Views: 145 Author: Site Editor Publish Time: 2020-07-20 Origin: Site
Our most popular blog post, our most frequently asked question and our first question to our customers – what are you looking for a soft or hard suitcase? Both come in various sizes, both have a range of quality options from entry level to premium, both have broad price points and functional features and both get the job done. So, which is better? It depends on personal preference, travel plans and sometimes budget.
The choice of hard suitcases now outnumbers the soft ranges by about 4 to 1 (on average for major brands), so the consumers have overwhelmingly made a preference for hard suitcase clear. But there are other factors at play on this, there is more opportunity to incorporate tech and new innovation in hard suitcases, soft suitcases have a ‘sameness’ to them so that there are only so many ranges one brand can have without it being repetitive and unnecessary. That, however does not necessarily mean a hard suitcase is the right choice for you.
So just as we did in our original post, we’ll look at the major pro's and con's of each (read the original post here), with an updated perspective on the latest built in features.
Before launching into our list, it is worth outlining the following rule regarding weight;
A soft suitcase will typically be lighter at comparable prices. So for a $120 cabin suitcase, normally a soft one would be lighter than a hard suitcase in this price bracket.
Ultra-light hard suitcases exist and are often the lightest on the market, however, it is premium materials that get them this light, so the prices start from about $250 upwards for a cabin in the ultralight category.
Lightweight and strong construction. The strength to weight ratio is generally better on the latest ultra-lightweight hard suitcases*
New built in tech offerings such as USB ports, built in scales, combi locks, personalisation or engraving and so on.
Better security – the hard shell reduces theft through case slitting (or anyone adding something to external pockets).
Maximum packing space, due to the thin plastic shell construction you get maximum packing space inside as space is not given over to folds of fabric and lining.
Protection for your belongings, the hard shells are very durable and resilient, if your case is dropped it offers better impact resistance and therefore protects fragile items inside better.
Space when the suitcase is open – and this is a major one, they take up twice the space then a soft case when open. To pack or unpack or even just slip your jacket into your suitcase, you need to open the suitcase right up and lay it flat due to the middle division. Mostly hotel rooms are short on space and it can be very difficult to negotiate opening and closing a medium or large suitcase each day. If you take a hard suitcase be prepared to completely unpack at your destination, no matter how short your stay.

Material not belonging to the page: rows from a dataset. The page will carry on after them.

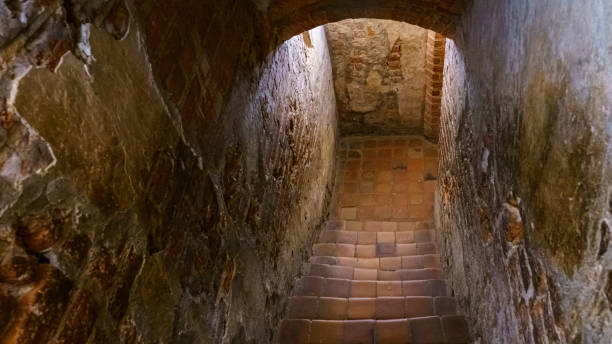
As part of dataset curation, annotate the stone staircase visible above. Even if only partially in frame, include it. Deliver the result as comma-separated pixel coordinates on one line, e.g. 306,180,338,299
279,136,468,344
280,221,468,344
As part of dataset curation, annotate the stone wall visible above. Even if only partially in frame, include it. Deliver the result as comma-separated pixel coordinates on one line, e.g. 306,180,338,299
0,1,337,343
325,19,427,135
437,0,612,343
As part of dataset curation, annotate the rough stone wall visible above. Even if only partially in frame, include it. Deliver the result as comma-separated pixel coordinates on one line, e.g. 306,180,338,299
325,19,427,135
0,1,336,343
437,0,612,343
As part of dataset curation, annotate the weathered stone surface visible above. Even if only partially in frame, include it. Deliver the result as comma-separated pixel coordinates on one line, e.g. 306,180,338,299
325,19,427,135
437,0,612,343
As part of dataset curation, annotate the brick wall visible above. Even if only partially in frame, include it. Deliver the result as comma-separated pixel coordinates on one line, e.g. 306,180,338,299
325,19,427,136
423,31,446,142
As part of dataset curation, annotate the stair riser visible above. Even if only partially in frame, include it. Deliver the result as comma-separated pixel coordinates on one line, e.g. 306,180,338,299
295,276,446,298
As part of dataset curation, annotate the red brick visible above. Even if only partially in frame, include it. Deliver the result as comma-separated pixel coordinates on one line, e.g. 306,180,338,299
279,319,310,344
376,319,412,344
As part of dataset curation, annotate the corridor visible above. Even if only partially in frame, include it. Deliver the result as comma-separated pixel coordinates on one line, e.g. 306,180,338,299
280,136,468,344
0,0,612,344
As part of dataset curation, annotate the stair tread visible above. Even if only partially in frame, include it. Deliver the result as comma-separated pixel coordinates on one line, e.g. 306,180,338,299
312,242,438,258
294,276,446,298
279,315,469,344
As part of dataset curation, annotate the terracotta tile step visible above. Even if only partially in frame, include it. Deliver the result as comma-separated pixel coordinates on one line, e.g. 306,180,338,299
310,254,440,270
324,219,434,232
287,296,457,320
312,242,438,258
279,315,469,344
294,276,446,298
306,264,442,281
319,229,435,245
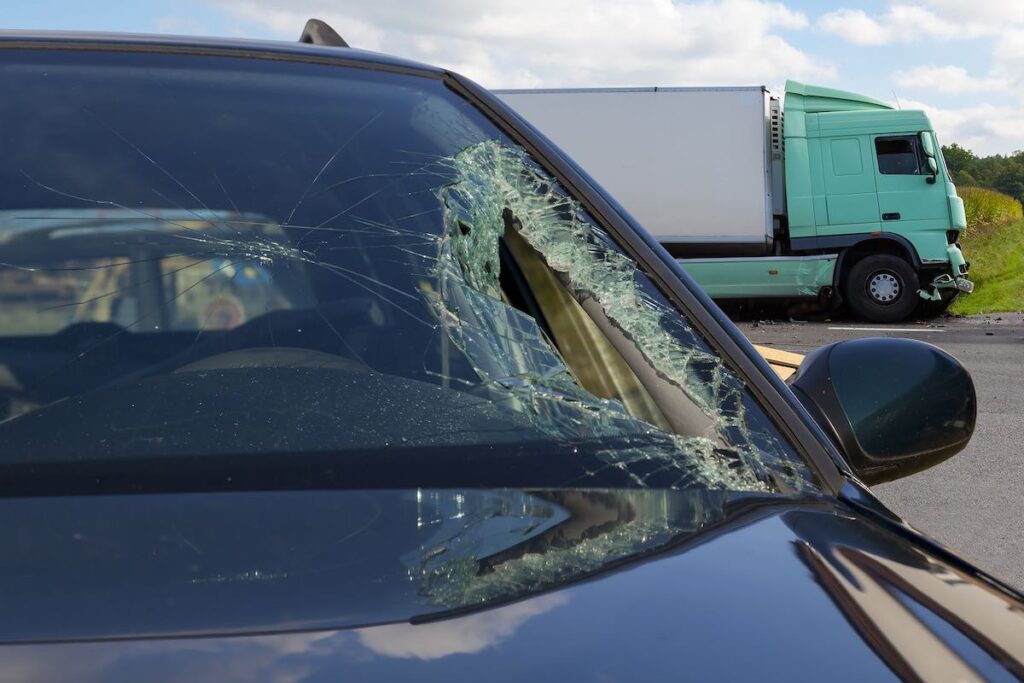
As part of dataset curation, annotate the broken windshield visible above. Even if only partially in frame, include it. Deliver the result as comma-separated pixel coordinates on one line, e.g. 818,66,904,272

Hard suitcases don't always have an expander section, where most soft suitcases do. If a hard suitcase does expand, it's typically a heavier model.
Hard suitcases are less car friendly, especially if you're travelling in pairs or more with a couple of hard suitcases. Consider whether you will be in and out of taxis or hiring a car in your travels and ensure your hard suitcase/s will fit!
More organised packing – soft suitcases normally have a more organised packing system with additional pockets and external pockets for fast access whilst in transit. It is easier to travel with a soft suitcase through airports, train stations and cities as you can simply add your tickets and bottle of water to the outside pocket, however this does bring with it reduced security.
They take up less space when they are open – you can simply lean your case up against the wall and open the lid, this way you can get away with not unpacking on short stays, or partially unpacking, or like me you can toss your dirty clothes in the case and close the lid to hide the mess and keep your hotel room pristine.
They often have expander sections making them versatile for different trips.
Often soft suitcases are easier to pack into car boots depending on their design and how rigid they are.
Unlike hard suitcases, the lighter a soft suitcase is the flimsier it might be as it is likely made from less heavy duty fabrics or it will have less features.
Less security, thieves are able to cut through fabric to break into a case, external pockets can also have items put in without your knowledge (this can be overcome with travel locks).
Less protection for the items inside, a hard suitcase will absorb the impact from bumps and knocks, a soft suitcase won't so much.
Fabric is more prone to wear and tear than plastic, for example fraying, pulling or ripping, in many instances it won't compromise the function of the bag but in some instances it might.
So to summarise the list and put it into the context of travel; for a normal business or leisure traveller a soft suitcase might be easier to pack, live out of and generally just manage whilst in transit. The pockets, organisation, ability to partly open the case to add or remove items and the fact that they take up less space when they are open is typically just easier. Soft suitcases also offer great value for money for lightweight options.
However, generally the soft suitcases, whilst they vary in quality, don't have unique travel features like the hard suitcases do that may make them more suited to specific travellers. Features such as ultra lightweight materials, built in scales, expanders, interior organisation, personalisation, business compartments and so on that mean there is a huge range to choose from so you can find the perfect model for you.